On Friday, families of some of those killed buried the remains of their loved ones, including some of the 69 people killed by soldiers in 1985 in this mountainou­s town in Peru’s south.

Peru’s internal conflict from 1980 to 2000 saw the army fight the Shining Path rebel group. In total, almost 70,000 people died. Some who survived remember what people went through.

Justa Chuchon, 48, still has fresh memories of what she saw and recalls surviving four incidents in which she could have been killed.

“Finally, our friends and neighbors will find rest,” said Chuchon, who was 10 years old the first time she thought she was going to be killed. In 1983, soldiers stormed her house in Accomarca and one of them pushed his rifle against her chest. She said the soldier kicked her and her brothers and ordered them to pick up and bury the bodies of 11 people. The soldiers accused them of being Shining Path rebels.

A total of 80 caskets, including those of people killed as late as 2000, were buried in a graveyard on what used to be a military base where soldiers tortured locals they thought were Shining Path rebels, according to subsequent investigat­ions.

The Shining Path establishe­d clandestin­e bases in rural towns like Accomarca, where the group killed the local authoritie­s and forced farmers to feed its members. In response, the army accused the farmers of having become “terrorists” and killed some of them.

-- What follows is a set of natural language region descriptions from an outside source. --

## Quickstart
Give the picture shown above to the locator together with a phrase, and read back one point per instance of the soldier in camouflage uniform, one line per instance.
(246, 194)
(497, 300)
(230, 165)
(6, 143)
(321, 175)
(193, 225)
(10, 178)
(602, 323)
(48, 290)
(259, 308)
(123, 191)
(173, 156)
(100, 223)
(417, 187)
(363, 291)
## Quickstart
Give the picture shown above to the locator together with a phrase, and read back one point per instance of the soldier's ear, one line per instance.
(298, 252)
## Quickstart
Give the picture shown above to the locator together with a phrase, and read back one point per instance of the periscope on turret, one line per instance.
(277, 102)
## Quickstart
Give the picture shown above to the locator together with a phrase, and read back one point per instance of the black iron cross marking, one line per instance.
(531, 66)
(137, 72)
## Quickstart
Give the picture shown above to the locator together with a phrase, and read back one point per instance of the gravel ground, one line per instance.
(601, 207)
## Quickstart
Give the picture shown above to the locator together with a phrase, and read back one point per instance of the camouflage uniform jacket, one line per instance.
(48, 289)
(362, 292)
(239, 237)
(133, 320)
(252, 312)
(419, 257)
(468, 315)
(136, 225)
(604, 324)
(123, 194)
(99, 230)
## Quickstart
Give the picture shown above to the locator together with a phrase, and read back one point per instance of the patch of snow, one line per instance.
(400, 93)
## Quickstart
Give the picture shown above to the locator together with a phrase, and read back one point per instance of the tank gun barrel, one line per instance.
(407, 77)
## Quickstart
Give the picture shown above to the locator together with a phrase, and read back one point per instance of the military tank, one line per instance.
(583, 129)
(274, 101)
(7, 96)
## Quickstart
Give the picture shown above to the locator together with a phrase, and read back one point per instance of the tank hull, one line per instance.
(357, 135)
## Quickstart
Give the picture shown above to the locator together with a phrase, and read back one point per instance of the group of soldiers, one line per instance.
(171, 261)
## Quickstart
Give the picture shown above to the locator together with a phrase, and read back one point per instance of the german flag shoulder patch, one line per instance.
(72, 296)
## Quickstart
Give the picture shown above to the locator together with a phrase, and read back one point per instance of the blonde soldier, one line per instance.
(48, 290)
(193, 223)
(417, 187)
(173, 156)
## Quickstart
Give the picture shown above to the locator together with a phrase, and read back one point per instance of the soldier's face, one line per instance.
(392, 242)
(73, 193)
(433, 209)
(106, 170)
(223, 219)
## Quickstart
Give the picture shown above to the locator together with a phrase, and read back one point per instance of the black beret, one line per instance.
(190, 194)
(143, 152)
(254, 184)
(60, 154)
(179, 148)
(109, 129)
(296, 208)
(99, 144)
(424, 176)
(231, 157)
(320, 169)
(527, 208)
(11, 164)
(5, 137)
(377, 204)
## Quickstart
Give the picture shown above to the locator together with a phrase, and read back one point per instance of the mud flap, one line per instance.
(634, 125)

The worst for Accomarca came on Aug. 14, 1985, when soldiers started shooting at its houses. They gathered 69 people, including elders, women and children. The soldiers raped the women, then placed those gathered into three houses. They shot up and dynamited the houses, and set them on fire, as people watched in terror, including Chuchon.

That day Chuchon escaped death because she was with her grandmothe­r. Her parents had gone to another town to play in a rural fair, because her father was a harpist.